The country is seeking to build the under-developed manufacturing sector and creaking infrastructures.
But for Malaysian companies eager to sell goods to Indonesia’ rapidly growing middle-class, the “love-hate” relationship between the two neighbouring countries seems to add to the complexity of doing business there.
A political uproar in Indonesia over a preliminary agreement between Proton Holdings Bhd and a local partner highlighted one of the challenges faced by Malaysian investors in trying to break into South-East Asia’s biggest domestic market.
“The automotive sector is one area where we think there is an opportunity not just for the domestic market, but also because of its exports potential,” Bambang told a group of Malaysian journalists last Friday during the inaugural Asean Finance Ministers and Central Bank Governors Meeting in Kuala Lumpur.
“President Jokowi (as he is popularly known) is looking for an Asean product and he is willing to try all possibilities,” he said.

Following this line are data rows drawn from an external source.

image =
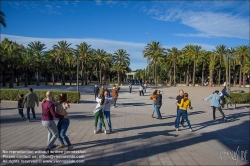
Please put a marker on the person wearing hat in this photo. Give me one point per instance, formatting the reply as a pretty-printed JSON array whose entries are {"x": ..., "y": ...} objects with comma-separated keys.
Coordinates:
[{"x": 215, "y": 103}]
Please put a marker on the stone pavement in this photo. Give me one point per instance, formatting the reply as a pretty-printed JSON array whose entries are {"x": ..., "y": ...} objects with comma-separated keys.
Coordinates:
[{"x": 137, "y": 139}]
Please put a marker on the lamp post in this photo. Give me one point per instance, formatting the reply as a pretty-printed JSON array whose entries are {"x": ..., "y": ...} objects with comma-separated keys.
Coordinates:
[
  {"x": 148, "y": 62},
  {"x": 77, "y": 76}
]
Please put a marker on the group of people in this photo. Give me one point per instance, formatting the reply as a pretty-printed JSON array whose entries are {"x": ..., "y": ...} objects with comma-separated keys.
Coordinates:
[
  {"x": 50, "y": 109},
  {"x": 217, "y": 101},
  {"x": 104, "y": 101}
]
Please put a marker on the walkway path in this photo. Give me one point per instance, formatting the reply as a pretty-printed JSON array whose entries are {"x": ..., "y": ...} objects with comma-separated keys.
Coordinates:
[{"x": 138, "y": 139}]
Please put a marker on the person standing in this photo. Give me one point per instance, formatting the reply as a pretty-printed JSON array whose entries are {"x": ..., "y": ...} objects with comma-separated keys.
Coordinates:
[
  {"x": 215, "y": 103},
  {"x": 63, "y": 124},
  {"x": 30, "y": 99},
  {"x": 114, "y": 95},
  {"x": 153, "y": 98},
  {"x": 158, "y": 104},
  {"x": 98, "y": 112},
  {"x": 130, "y": 88},
  {"x": 108, "y": 101},
  {"x": 48, "y": 112},
  {"x": 96, "y": 91},
  {"x": 20, "y": 106},
  {"x": 101, "y": 91},
  {"x": 185, "y": 103},
  {"x": 178, "y": 100}
]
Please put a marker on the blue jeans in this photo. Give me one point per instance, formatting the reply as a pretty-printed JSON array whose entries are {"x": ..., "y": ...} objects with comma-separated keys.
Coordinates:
[
  {"x": 107, "y": 114},
  {"x": 52, "y": 132},
  {"x": 185, "y": 116},
  {"x": 62, "y": 127},
  {"x": 20, "y": 110},
  {"x": 157, "y": 108},
  {"x": 153, "y": 105},
  {"x": 33, "y": 113}
]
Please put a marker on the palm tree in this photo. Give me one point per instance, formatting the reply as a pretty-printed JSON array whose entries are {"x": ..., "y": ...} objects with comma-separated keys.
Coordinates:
[
  {"x": 154, "y": 52},
  {"x": 172, "y": 59},
  {"x": 2, "y": 19},
  {"x": 84, "y": 50},
  {"x": 212, "y": 63},
  {"x": 37, "y": 47},
  {"x": 243, "y": 54},
  {"x": 121, "y": 62},
  {"x": 13, "y": 52},
  {"x": 62, "y": 49},
  {"x": 221, "y": 51},
  {"x": 196, "y": 52},
  {"x": 100, "y": 59}
]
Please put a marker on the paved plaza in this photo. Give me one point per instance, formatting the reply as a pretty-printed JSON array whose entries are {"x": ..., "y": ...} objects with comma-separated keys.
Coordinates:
[{"x": 138, "y": 139}]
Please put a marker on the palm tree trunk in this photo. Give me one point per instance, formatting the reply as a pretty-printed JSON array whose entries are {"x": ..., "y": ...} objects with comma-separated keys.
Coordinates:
[
  {"x": 194, "y": 70},
  {"x": 211, "y": 76},
  {"x": 240, "y": 76},
  {"x": 26, "y": 78},
  {"x": 187, "y": 78},
  {"x": 4, "y": 78},
  {"x": 38, "y": 77},
  {"x": 174, "y": 73}
]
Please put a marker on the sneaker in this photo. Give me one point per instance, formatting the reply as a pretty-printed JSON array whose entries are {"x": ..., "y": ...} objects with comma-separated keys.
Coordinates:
[
  {"x": 70, "y": 148},
  {"x": 61, "y": 146}
]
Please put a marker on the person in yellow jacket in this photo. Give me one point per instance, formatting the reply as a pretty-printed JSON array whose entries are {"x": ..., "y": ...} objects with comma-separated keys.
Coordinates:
[{"x": 185, "y": 103}]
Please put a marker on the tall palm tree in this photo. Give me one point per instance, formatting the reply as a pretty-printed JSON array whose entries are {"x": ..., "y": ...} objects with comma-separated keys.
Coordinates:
[
  {"x": 37, "y": 47},
  {"x": 13, "y": 52},
  {"x": 196, "y": 52},
  {"x": 243, "y": 54},
  {"x": 212, "y": 63},
  {"x": 2, "y": 19},
  {"x": 62, "y": 49},
  {"x": 121, "y": 62},
  {"x": 221, "y": 52},
  {"x": 100, "y": 59},
  {"x": 154, "y": 53},
  {"x": 84, "y": 50},
  {"x": 173, "y": 54}
]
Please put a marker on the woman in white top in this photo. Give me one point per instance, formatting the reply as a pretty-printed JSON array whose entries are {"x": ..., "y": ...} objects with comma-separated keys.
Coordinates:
[{"x": 98, "y": 112}]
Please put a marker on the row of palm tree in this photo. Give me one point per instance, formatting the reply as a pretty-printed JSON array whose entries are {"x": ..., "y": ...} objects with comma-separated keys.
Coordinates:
[
  {"x": 167, "y": 63},
  {"x": 61, "y": 60}
]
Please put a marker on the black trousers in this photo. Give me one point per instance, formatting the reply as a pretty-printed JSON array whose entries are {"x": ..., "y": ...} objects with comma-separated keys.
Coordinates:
[{"x": 219, "y": 108}]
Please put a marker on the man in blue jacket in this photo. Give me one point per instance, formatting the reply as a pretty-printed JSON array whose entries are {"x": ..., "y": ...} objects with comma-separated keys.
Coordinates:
[{"x": 215, "y": 103}]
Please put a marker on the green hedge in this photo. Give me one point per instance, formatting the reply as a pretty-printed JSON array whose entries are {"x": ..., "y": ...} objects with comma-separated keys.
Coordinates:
[
  {"x": 12, "y": 94},
  {"x": 240, "y": 98}
]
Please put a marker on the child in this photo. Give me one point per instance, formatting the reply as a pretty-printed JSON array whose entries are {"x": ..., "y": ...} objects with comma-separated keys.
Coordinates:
[
  {"x": 98, "y": 112},
  {"x": 185, "y": 103},
  {"x": 21, "y": 106}
]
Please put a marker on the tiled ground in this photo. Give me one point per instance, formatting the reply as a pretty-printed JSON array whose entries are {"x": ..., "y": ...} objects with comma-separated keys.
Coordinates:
[{"x": 138, "y": 139}]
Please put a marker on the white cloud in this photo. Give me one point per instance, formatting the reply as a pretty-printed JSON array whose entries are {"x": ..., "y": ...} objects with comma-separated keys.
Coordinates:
[
  {"x": 206, "y": 20},
  {"x": 134, "y": 49}
]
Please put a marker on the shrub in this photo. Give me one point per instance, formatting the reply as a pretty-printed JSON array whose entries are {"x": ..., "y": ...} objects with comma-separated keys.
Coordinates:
[
  {"x": 240, "y": 98},
  {"x": 12, "y": 94}
]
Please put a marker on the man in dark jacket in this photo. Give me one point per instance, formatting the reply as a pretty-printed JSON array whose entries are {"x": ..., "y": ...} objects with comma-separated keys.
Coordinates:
[{"x": 96, "y": 91}]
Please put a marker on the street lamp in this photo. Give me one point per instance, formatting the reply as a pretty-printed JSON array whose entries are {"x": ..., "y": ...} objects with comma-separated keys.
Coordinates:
[{"x": 77, "y": 75}]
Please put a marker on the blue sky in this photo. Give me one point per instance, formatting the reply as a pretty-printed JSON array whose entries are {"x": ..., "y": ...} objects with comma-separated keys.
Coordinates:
[{"x": 111, "y": 25}]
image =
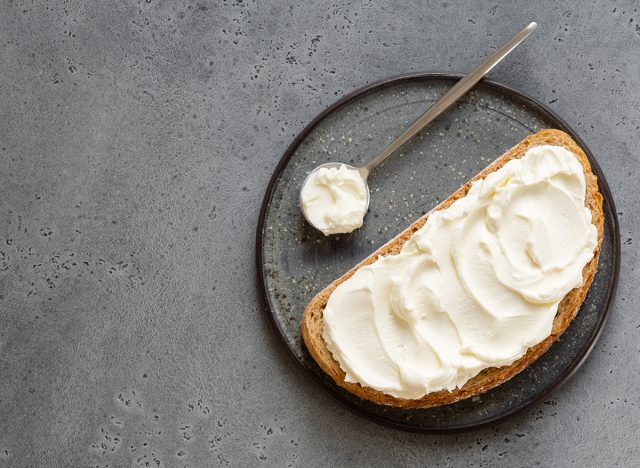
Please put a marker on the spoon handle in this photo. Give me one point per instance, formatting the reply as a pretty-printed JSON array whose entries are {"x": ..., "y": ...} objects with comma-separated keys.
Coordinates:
[{"x": 451, "y": 96}]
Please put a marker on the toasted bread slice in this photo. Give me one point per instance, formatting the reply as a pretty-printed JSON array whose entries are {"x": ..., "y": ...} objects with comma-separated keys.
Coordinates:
[{"x": 313, "y": 324}]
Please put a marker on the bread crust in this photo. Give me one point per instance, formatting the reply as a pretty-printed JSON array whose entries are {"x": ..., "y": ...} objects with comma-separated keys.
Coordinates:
[{"x": 312, "y": 324}]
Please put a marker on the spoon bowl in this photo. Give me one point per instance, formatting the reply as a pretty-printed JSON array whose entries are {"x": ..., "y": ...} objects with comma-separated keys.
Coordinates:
[{"x": 364, "y": 174}]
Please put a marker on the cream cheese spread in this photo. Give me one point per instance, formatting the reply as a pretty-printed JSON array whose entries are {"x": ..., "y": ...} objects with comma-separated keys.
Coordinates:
[
  {"x": 474, "y": 288},
  {"x": 335, "y": 199}
]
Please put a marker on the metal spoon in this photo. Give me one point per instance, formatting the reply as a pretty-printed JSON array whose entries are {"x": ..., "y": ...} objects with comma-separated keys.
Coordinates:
[{"x": 447, "y": 100}]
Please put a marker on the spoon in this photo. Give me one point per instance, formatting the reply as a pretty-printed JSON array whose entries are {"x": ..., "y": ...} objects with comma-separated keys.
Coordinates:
[{"x": 447, "y": 100}]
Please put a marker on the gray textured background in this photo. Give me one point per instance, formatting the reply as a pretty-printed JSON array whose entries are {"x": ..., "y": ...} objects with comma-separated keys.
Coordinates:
[{"x": 136, "y": 141}]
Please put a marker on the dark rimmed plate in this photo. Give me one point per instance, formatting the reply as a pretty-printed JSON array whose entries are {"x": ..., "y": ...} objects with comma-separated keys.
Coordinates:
[{"x": 295, "y": 262}]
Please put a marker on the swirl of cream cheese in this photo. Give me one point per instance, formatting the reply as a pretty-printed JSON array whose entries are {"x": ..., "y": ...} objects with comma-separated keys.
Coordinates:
[
  {"x": 474, "y": 288},
  {"x": 334, "y": 199}
]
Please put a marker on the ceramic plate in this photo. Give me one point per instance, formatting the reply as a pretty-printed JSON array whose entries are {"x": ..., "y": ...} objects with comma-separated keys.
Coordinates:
[{"x": 295, "y": 261}]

The signing of the memorandum of understanding between Proton and PT Adiperkasa Citra Lestari, which was witnessed by Jokowi, laid out the groundwork to explore a possible collaboration on a car project. It still has a long way to go and a definitive agreement will only be signed after a study by the two parties on the project is concluded.
Proton is a small player in the Indonesian car market that is dominated by Japanese brands which accounted for more than 90% of the total 1.2 million cars sold last year.
The country is now the biggest car market in South-East Asia ahead of Thailand, but years of under-investment in building its roads and other critical infrastructure had led to a massive gridlock in major cities including Jakarta.
Bambang estimated that Indonesia would need 5,000 trillion rupiah (US$400bil) over the next five years to build new highways, rail network, seaports and power plants.
The recent moves by the Goverment to cut fuel subsidies had free up more cash for infrastructure development, although the World Bank said Indonesia’s revenue targets were over-ambitious and spending plans might need to be adjusted.
Bambang said state-owned enterprises would also foot some of the infrastructure-spending bill, but more than half of the infrastructure development expenditure would need to come from the private sector and foreign sources.
“We welcome Malaysian investments in our infrastructure development programmes,’’ Bambang said, adding that Indonesia needed to build up power plant capacities to fuel its growing economy.
Japan and Asean countries are major sources of foreign direct investment into Indonesia.
Malaysian companies including Sime Darby Bhd, Kuala Lumpur Kepong Bhd and Felda Global Ventures Bhd, own large tracts of plantation land in Indonesia but have relatively small downstream operations there beyond palm oil refining facilities. Malaysia’s biggest banks, Malayan Banking Bhd and CIMB Group Holdings Bhd derives substantial portion of their income from businesses in Indonesia.
“We want to encourage Malaysian companies to invest in our manufacturing sector…to expand their investments into downstream activities and produce value-added products,’’ Bambang said.
He also said there were many opportunities for downstream investment in the country’s oil and gas sector.
A recent policy reform like the streamlining of business licensing under a one-stop centre will help speed up investment into the country, but Indonesia has many improvements to make, particularly in its business infrastructure, to successfully build its industrial sector.